Previously Israel has always been careful to navigate between the Republican and Democrat camps. The planned address, however, has driven a rare wedge between Netanyahu's government and some congressional Democrats. Some two dozen or more of them plan to boycott the speech, according to unofficial estimates.

Kerry said on Sunday the United States deserves "the benefit of the doubt" to see if a nuclear deal can be reached.

Kerry, speaking on the ABC program This Week, also said he hoped Netanyahu's speech to Congress did not turn into "some great political football."

Undermining ties

Speaking in Tehran on Saturday, Iranian Foreign Minister Mohammad Javad Zarif accused Netanyahu of trying to undermine the nuclear talks in order to distract from the Palestinians' unresolved bid for an independent state.

"Netanyahu is opposed to any sort of solution," Zarif said.

Hard-line U.S. supporters of Israel say Netanyahu must take centre-stage in Washington to sound the alarm over the potential Iran deal, even at the risk of offending long-time supporters.


Netanyahu, as well as many in Israel, view a nuclear-armed Iran as a threat to its very existence, citing Tehran's repeated calls for Israel's destruction and its support for groups like Hezbollah. (Nir Elias/Reuters)

But a U.S. official, speaking on condition of anonymity, said the "politicized" nature of his visit threatened "what undergirds the strength of the relationship".
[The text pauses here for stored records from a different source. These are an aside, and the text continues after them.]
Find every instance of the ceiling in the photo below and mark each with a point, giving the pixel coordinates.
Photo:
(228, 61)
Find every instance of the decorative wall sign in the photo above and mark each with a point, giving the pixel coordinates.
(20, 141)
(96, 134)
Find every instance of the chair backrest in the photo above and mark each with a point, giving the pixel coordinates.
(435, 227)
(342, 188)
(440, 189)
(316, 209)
As one former U.S. official put it: "Sure, when Netanyahu calls the White House, Obama will answer. But how fast will he be about responding (to a crisis)?"
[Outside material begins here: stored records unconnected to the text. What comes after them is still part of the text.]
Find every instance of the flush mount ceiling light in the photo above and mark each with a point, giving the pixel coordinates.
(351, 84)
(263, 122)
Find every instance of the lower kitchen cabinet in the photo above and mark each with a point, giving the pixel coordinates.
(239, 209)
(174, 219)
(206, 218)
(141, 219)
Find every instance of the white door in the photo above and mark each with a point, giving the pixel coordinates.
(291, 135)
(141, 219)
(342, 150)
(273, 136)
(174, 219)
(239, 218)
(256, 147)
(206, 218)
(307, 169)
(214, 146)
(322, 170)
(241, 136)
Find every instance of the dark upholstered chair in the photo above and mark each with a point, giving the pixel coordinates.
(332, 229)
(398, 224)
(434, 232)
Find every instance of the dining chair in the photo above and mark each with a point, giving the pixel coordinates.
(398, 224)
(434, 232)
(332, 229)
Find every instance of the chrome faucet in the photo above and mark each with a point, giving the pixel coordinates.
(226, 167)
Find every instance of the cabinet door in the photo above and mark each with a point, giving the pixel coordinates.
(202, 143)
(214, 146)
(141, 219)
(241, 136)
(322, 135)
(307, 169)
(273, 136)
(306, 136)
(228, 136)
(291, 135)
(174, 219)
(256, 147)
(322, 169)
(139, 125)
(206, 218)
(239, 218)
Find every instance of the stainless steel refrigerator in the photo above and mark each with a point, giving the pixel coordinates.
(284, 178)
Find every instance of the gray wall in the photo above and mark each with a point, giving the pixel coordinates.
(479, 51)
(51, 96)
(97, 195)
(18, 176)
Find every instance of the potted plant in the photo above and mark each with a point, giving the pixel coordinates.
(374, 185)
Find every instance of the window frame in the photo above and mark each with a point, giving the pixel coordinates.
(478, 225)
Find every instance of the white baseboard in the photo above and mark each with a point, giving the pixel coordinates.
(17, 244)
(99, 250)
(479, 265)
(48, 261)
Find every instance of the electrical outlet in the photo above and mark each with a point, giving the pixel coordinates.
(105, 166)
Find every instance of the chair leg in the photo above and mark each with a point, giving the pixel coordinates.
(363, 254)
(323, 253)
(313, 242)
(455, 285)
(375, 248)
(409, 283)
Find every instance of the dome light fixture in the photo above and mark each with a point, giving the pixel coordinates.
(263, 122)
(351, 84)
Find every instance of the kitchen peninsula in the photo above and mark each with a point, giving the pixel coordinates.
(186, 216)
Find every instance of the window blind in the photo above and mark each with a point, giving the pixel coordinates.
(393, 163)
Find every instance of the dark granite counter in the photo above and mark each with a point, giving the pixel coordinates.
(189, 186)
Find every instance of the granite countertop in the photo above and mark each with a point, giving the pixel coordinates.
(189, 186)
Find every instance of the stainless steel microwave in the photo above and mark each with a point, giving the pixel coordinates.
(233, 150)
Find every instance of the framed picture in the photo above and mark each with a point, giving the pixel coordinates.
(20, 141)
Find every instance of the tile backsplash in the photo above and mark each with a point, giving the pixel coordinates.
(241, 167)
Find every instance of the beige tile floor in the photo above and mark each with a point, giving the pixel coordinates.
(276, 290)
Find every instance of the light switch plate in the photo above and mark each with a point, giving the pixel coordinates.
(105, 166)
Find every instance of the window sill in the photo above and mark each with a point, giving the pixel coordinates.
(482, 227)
Last month, U.S. officials accused the Israeli government of leaking information to the Israeli media to undermine the Iran negotiations and said it would limit further sharing of sensitive details about the talks.
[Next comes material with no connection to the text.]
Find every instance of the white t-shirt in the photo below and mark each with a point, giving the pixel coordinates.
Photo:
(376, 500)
Israelis are fretting over the possibility that Washington might not be as diligent as before about shielding Israel at the United Nations and other international organizations.

Direct challenge to Obama

One Israeli official said this was becoming more worrisome as the Palestinians are resorting increasingly to global forums like the International Criminal Court to press their grievances.

Netanyahu is expected to use his speech to urge Congress to approve new sanctions against Iran despite Obama's pledge to veto such legislation because it would sabotage nuclear talks.

"What the prime minister is doing here is simply so egregious that it has a more lasting impact on that fundamental underlying relationship," said Jeremy Ben-Ami, head of J Street, a liberal pro-Israel lobbying group aligned with Obama's Iran policy.

Netanyahu, who will address the influential pro-Israel lobby AIPAC on Monday, has remained defiant. Even so, he is expected to try to keep tensions from spiralling.